Für einen künstlerischen Geschäftsführer konnte es nun nicht darum gehen, die ohnehin gut geleiteten und noch dazu von hoch kompetenten Beiräten betreuten Projekte zu managen. Dafür würde tatsächlich ein kaufmännischer Geschäftsführer weitgehend ausreichen. Ein künstlerischer Geschäftsführer müsste Entwicklungen in Gang setzen, zunehmend auch temporäre Projekte, sei es in Form von Pilotprojekten, entsprechender Kongresse, Begegnungen oder Events. Dafür brauchen Sie eine Kernstelle, die sich eng verlinkt mit dem e.V. und dem politischen Geschehen.
: Am Beispiel des gescheiterten Bewerbungsverfahrens für einen künstlerischen Geschäftsführer: Welche Qualifikation wurde denn da gesucht?
Krüger: Im Ausschreibungstext war die Rede von jemandem mit langjähriger Führungserfahrung in der Leitung einer bedeutenden Kulturinstitution. Damit war ein Kreis angesprochen, der zum Beispiel auch Intendanten und Generalmusikdirektoren umfasst. Es war auch die Rede von einer angemessenen Bezahlung. Es stellte sich dann einfach die Frage, wie wir das mit unserer derzeitigen Struktur in Einklang bringen könnten.
: Nun hat sich die Gesellschafterversammlung und inzwischen auch das Präsidium gegen den Kandidaten des Aufsichtsrats entschieden.

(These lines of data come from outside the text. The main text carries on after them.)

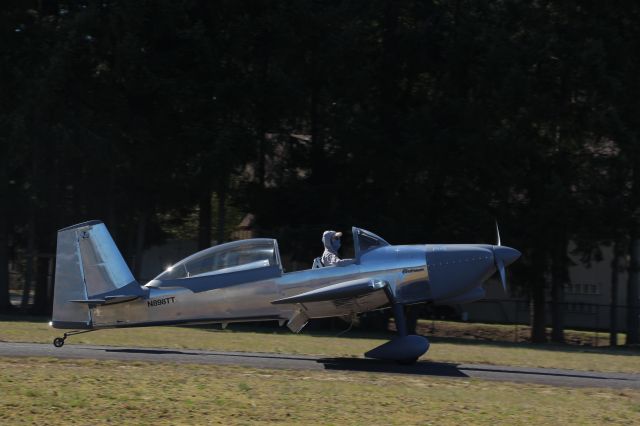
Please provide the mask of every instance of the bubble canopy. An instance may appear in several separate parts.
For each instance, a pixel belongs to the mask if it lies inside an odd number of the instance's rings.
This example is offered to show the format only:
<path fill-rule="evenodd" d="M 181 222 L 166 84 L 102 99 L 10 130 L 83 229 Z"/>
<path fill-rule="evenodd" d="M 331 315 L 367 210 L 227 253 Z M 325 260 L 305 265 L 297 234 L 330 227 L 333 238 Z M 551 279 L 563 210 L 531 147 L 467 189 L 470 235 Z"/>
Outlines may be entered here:
<path fill-rule="evenodd" d="M 278 243 L 271 238 L 233 241 L 202 250 L 177 262 L 154 280 L 176 280 L 280 265 Z"/>

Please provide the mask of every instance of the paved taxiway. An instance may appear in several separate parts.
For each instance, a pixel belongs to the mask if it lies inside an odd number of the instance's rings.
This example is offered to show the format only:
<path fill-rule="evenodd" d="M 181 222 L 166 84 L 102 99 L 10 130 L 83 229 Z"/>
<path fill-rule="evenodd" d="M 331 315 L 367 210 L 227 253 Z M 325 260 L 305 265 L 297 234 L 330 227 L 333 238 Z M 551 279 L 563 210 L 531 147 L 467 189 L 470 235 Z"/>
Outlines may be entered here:
<path fill-rule="evenodd" d="M 305 355 L 73 344 L 55 348 L 51 344 L 7 342 L 0 342 L 0 356 L 241 365 L 271 369 L 365 371 L 433 377 L 478 378 L 570 387 L 640 389 L 640 374 L 598 373 L 483 364 L 448 364 L 428 361 L 421 361 L 411 366 L 403 366 L 391 362 L 361 358 L 321 358 Z"/>

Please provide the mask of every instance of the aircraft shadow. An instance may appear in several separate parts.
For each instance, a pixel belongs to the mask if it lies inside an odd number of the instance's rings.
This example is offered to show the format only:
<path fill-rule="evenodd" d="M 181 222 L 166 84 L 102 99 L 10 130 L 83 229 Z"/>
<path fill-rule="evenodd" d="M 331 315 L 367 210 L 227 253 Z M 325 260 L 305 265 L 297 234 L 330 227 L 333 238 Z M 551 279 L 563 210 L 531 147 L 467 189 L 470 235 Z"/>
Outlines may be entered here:
<path fill-rule="evenodd" d="M 416 374 L 421 376 L 469 377 L 456 364 L 444 362 L 417 362 L 401 365 L 393 361 L 362 358 L 322 358 L 317 362 L 327 370 L 359 371 L 370 373 Z"/>

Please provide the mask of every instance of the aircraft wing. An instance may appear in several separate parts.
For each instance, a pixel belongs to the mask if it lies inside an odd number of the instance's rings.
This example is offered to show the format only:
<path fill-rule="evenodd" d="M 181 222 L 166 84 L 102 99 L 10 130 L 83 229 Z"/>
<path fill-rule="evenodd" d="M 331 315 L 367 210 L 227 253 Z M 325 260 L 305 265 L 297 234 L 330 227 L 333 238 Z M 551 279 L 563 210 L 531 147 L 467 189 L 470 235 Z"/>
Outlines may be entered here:
<path fill-rule="evenodd" d="M 377 279 L 352 280 L 332 284 L 305 293 L 274 300 L 274 305 L 287 303 L 330 302 L 339 299 L 351 299 L 383 290 L 388 282 Z"/>

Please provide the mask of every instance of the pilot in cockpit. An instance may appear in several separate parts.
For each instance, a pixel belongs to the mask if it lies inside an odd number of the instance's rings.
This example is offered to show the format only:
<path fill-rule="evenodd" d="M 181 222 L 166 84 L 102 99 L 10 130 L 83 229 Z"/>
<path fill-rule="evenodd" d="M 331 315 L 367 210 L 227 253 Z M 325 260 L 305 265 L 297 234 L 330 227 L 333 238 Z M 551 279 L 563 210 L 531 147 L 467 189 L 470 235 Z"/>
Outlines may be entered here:
<path fill-rule="evenodd" d="M 340 237 L 342 237 L 342 232 L 324 231 L 322 234 L 324 253 L 322 253 L 320 261 L 323 266 L 334 265 L 340 262 L 340 257 L 338 257 L 338 250 L 340 250 Z"/>

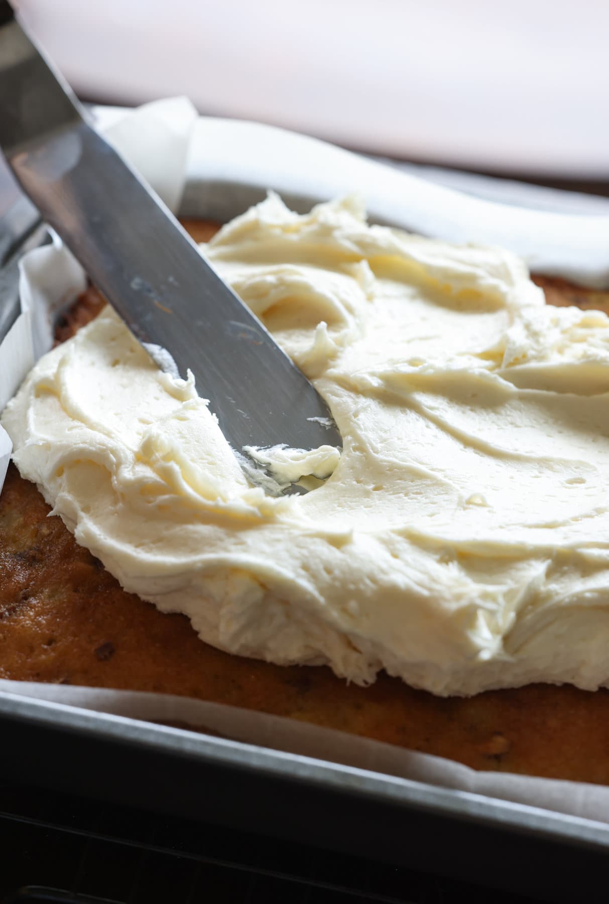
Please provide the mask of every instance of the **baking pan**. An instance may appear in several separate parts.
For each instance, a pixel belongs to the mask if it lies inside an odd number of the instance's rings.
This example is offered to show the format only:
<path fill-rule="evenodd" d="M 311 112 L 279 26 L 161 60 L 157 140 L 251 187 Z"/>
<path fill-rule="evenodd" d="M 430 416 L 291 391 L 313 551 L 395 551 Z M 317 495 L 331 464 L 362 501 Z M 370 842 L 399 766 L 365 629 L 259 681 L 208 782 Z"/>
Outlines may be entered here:
<path fill-rule="evenodd" d="M 227 220 L 263 193 L 195 178 L 183 212 Z M 323 200 L 283 193 L 296 209 Z M 16 292 L 20 244 L 42 240 L 26 216 L 20 243 L 21 203 L 9 213 L 0 308 Z M 20 780 L 537 899 L 606 899 L 609 824 L 9 693 L 0 696 L 0 767 Z"/>

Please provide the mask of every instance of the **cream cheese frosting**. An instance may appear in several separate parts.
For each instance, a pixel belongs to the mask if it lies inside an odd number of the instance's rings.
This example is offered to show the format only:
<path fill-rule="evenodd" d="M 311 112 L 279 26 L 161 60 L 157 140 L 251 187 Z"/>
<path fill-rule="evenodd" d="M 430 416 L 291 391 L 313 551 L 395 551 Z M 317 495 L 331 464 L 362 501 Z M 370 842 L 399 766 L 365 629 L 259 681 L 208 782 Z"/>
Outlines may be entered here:
<path fill-rule="evenodd" d="M 107 309 L 2 418 L 77 541 L 241 655 L 438 694 L 607 683 L 605 315 L 546 306 L 508 252 L 369 226 L 353 198 L 299 216 L 269 195 L 201 250 L 325 398 L 342 453 L 255 450 L 318 479 L 249 485 L 205 387 Z"/>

Krüger: Der Aufsichtsrat, der mehrheitlich mit Mitgliedern des Präsidiums besetzt ist, hatte ein ganz eindeutiges Votum getroffen, in Übereinstimmung mit den öffentlichen Händen. Dem hat die nachfolgende Gesellschafterversammlung, in welcher weitere Präsidiumsmitglieder mitwirkten, nicht zugestimmt. Inzwischen hat das Präsidium, im Übrigen nach eindeutiger Stellungnahme der unmittelbar davor tagenden Konferenz der Landesmusikräte, ausdrücklich den Beschluss der Gesellschafterversammlung bestätigt.
: Standen Sie nach wie vor zur Personalentscheidung des Aufsichtsrates? Und wie geht es weiter?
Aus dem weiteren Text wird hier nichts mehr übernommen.